Honesto y comprensivo con todos, sin embargo, hubo de pelear con los demonios interiores de su inseguridad y ansiedad. De ello da cuenta esta biografía que descubre su enorme talla de escritor y orador sin ocultar, al mismo tiempo, la profunda inquietud en la que vivió. Poseía una inmensa capacidad de absorberlo todo: su parroquia era el mundo; vivía con los discapacitados de la Comunidad del Arca y era titular de cátedra en Yale y Harvard; recorría el planeta dando conferencias y se sentía como en casa cuando pisaba las calles del Tercer Mundo. En Gracias, su Diario latinoamericano, escribió: «mirando las ajetreadas calles de Lima, sentí la emoción del regreso al hogar, éste es el lugar al que pertenezco».
Henri horadaba la superficie de las cosas porque casi todo le remitía al misterio. De ahí que el arte, que tantas veces ha sido expresión de la búsqueda interior, le sirviera para hablar de espiritualidad. No es una casualidad que la portada de este libro se ilustre con la imagen de una hermosa y violenta pintura de Vincent Van Gogh, holandés como Henri Nouwen. Les unía una misma herida: el éxtasis de la luz y la agonía de las sombras, los atisbos del más allá y las experiencias del dolor y la desesperación: «El Dios de Van Gogh, tan real, tan directo, tan visible en la naturaleza y en las personas, tan intensamente compasivo, tan débil y vulnerable y tan radicalmente amante, era un Dios del que todos queríamos estar cerca», decía a sus alumnos.

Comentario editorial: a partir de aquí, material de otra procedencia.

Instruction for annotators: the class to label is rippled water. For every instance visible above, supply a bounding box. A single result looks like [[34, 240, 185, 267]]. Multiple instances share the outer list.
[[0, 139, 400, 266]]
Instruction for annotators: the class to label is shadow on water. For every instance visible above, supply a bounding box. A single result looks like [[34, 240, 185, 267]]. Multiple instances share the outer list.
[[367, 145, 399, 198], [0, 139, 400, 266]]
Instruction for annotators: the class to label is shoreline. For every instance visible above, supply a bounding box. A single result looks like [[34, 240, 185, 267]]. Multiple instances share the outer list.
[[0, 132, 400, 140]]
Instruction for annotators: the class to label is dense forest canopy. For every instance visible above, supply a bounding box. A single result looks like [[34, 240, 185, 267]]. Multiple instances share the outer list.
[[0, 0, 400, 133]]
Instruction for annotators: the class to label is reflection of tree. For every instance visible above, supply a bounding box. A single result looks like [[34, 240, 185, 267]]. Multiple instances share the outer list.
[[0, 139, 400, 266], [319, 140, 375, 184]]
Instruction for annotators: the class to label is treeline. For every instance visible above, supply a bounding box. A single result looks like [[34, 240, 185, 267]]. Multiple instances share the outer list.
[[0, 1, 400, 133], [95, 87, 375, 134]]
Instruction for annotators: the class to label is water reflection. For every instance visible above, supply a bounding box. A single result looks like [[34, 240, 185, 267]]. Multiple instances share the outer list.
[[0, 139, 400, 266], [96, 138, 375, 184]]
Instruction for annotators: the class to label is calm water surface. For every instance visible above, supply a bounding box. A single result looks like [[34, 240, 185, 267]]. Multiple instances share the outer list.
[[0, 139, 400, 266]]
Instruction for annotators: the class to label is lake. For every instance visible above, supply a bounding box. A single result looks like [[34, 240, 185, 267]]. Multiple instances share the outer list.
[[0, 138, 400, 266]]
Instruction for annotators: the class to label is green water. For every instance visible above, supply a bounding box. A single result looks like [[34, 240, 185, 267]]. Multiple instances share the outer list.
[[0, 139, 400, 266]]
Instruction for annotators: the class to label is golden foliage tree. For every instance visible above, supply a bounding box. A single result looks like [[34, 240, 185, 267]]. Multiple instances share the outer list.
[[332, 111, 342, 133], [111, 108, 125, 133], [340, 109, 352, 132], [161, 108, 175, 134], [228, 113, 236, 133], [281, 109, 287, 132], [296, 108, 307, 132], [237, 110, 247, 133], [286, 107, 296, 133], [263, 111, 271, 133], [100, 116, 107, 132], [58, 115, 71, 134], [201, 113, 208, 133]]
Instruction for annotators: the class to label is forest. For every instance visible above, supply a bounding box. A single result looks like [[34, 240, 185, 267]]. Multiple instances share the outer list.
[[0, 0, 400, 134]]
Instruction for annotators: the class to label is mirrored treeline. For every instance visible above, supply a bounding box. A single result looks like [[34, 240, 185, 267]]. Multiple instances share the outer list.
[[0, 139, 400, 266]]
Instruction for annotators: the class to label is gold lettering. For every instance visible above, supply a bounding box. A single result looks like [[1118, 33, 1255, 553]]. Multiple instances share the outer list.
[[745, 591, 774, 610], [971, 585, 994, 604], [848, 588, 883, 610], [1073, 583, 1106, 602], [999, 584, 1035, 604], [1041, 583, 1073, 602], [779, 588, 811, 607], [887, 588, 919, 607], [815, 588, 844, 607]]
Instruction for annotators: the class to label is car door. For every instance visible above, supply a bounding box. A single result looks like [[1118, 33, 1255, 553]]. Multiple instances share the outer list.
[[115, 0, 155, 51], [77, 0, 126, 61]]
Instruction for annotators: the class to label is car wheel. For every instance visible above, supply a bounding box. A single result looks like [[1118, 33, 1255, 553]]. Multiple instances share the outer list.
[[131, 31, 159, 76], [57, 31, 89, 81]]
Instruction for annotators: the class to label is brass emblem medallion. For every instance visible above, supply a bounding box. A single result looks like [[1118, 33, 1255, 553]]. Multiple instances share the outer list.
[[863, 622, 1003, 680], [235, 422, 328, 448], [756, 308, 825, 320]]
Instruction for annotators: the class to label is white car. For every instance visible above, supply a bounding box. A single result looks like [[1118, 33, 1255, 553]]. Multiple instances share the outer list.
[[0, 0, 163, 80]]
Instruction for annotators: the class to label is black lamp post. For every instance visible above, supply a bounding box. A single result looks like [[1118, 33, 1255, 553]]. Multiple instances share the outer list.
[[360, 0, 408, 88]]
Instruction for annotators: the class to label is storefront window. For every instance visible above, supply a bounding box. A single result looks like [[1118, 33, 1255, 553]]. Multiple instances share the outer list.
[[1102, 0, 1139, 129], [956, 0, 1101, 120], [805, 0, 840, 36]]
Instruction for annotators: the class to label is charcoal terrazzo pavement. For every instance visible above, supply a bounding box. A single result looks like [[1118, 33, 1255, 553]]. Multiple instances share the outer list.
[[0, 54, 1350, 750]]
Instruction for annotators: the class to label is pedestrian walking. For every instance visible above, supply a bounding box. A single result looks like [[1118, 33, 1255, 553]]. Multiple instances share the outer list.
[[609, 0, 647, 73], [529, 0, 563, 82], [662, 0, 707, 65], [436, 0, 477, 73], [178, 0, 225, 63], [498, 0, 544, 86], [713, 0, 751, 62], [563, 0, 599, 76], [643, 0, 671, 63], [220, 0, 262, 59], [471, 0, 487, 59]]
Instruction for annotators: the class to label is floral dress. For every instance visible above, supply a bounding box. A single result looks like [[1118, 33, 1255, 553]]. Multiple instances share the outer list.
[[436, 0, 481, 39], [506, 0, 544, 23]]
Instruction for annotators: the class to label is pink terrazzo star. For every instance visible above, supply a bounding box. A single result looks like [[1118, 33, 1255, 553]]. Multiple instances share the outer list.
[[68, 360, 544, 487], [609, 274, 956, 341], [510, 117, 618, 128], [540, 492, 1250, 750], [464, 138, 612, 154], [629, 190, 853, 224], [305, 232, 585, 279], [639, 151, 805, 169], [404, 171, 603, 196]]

Los últimos pasos de la vida de Henri Nouwen también estuvieron unidos al arte, pues murió cuando se dirigía al Museo del Hermitage, en San Petersburgo, Rusia, para filmar un documental sobre uno de los cuadros más famosos de aquella pinacoteca: El regreso del hijo pródigo, de Rembrandt. Su tumba está enmarcada por unos girasoles.